Susi Pudjiastuti-Alissa Wahid Merespons Tsamara, Curhat Pernah Disebut Kadrun

Firda Cynthia Anggrainy - detikNews
Jumat, 22 Apr 2022 21:50 WIB
Tsamara Amany Tetap Cari Duren Saat di New York
Tsamara Amany (Instagram/@tsamaradki)
Jakarta -

Tsamara Amany berang karena disebut kadrun di media sosial. Cuitannya itu kemudian mendapat banyak respons, salah satunya dari eks Menteri Kelautan dan Perikanan Susi Pudjiastuti yang curhat dirinya pernah menyandang 'gelar' serupa.

Dilihat di akun resmi Twitter pribadinya, @susipudjiastuti, Jumat (22/4/2022), dia berkilas balik pada momentum aksi 212 yang digelar sejak beberapa tahun lalu. Dia mengatakan sempat dijuluki sebagai lobster gurun dan kadrun PKI.

"Mereka tuduh saya biayain 20 bus pendemo 212 dari Pangandaran (kota saya tinggal) gara-gara ada video gubernur yang ikut 212 yang omong sama dia orang Pangandaran infak berangkat 20 bus. Padahal media juga sudah investigasi dan klarifikasi ini tidak benar," cuit Susi. Cuitan Susi telah disesuaikan dengan ejaan yang berlaku.

"Tapi ya itulah apa saja bisa, tidak di dalam dan ikutan. Sedikit berbeda cara pandang, Anda akan dicap kadrun. Saya bahkan dapat 2 julukan, lobster gurun, satu lagi kadrun PKI," tulisnya.

Selain itu, Koordinator Nasional Jaringan Gusdurian Indonesia yang juga Ketua PBNU, Alissa Qotrunnada Wahid, menceritakan sudah pernah dicap banyak julukan, salah satunya kadrun.

"Saya sudah pernah disebut cebong. Saya juga sudah pernah disebut kadrun oleh pendukung Pak Jokowi. Eh, sudah pernah semua, ding. Disebut kampret juga sudah, buzzeRp juga sudah," cuit Alissa Wahid (@AlissaWahid), dilihat, Jumat (22/4).

Sebelumnya, viral cuitan Tsamara yang menunjukkan dirinya mendapat 'serangan' setelah keputusannya pamit dari PSI. Tsamara mendapat serangan berupa komentar dari sebuah akun di Instagram. Tsamara disebut kembali ke habitat aslinya sebagai kadrun oleh akun dimaksud.

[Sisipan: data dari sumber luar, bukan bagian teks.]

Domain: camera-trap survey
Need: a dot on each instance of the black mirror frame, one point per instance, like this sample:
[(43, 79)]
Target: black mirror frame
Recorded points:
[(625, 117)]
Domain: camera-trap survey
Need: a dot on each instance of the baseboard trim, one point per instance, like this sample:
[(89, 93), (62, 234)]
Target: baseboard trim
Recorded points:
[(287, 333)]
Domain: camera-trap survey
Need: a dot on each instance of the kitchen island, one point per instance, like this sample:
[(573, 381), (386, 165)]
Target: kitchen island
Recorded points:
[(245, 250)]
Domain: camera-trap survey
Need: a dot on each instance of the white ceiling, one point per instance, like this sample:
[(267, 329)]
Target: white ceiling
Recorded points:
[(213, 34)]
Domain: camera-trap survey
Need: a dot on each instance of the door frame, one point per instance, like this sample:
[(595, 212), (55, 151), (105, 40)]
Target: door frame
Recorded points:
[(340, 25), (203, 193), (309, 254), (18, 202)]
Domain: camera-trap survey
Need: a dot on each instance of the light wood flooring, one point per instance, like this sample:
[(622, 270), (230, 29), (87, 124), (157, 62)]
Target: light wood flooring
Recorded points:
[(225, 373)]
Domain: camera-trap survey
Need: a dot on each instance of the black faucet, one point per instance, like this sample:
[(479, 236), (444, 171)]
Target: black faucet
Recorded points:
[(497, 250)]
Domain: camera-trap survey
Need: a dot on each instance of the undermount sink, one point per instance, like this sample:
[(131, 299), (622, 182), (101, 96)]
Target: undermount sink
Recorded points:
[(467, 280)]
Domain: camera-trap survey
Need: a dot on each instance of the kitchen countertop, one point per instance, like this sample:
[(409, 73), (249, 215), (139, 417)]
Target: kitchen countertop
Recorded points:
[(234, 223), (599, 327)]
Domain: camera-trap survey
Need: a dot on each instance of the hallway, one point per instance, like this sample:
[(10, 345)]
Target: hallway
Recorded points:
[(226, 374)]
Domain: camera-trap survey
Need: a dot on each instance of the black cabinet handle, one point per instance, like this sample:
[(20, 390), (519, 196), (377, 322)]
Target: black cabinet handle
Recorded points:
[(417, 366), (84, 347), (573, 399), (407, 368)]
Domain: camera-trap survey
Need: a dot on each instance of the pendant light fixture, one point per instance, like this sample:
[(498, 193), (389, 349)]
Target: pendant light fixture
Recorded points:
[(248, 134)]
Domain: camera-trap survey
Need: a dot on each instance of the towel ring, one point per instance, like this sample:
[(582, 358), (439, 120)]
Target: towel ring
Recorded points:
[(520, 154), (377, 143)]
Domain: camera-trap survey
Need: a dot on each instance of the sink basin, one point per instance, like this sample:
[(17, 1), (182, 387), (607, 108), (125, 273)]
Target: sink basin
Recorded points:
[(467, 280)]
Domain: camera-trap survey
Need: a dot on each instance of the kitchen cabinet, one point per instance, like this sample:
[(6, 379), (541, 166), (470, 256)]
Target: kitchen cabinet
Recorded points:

Berikut ini bunyi komentar (ejaan sudah disesuaikan) yang diunggah Tsamara:

Dia kan genetikanya ada bau-bau gurun pasir jadi tidak betah dengan hal-hal yang berbau nasionalis jadi dia kembali ke habitat aslinya yaitu kadrun. Jika saya yang memegang otoritas tertinggi di Indonesia saya akan mengeluarkan dekrit untuk memerintah angkatan bersenjata kita untuk mengirim seluruh para keturunan imigran Arab Yaman tanpa reserveā€¬ yang ada di Indonesia untuk dikirim ke camp solusi final akhir dan saya pastikan akan jauh ekstrem apa yang pernah dilakukan Nazi Jerman terhadap orang Yahudi.

Tsamara begitu berang dengan komentar tersebut. Mantan Ketua DPP PSI itu lalu mengunggah tangkapan layar (screenshot) komentar dimaksud di Twitter.

Screenshot komentar tersebut diunggah melalui akun Twitter pribadi Tsamara @TsamaraDKI, seperti dilihat detikcom, Jumat (22/4). Dalam cuitan Tsamara menganggap komentar tersebut menunjukkan fasisme.

Dalam cuitannya, Tsamara juga me-mention akun Divisi Humas Polri. Dia menganggap komentar dimaksud sudah keterlaluan.

"Halo, tolong @DivHumas_Polri. Ini keterlaluan. Bukan nasionalisme. Jelas fasisme," cuit Tsamara. Cuitan Tsamara telah disesuaikan dengan ejaan yang berlaku.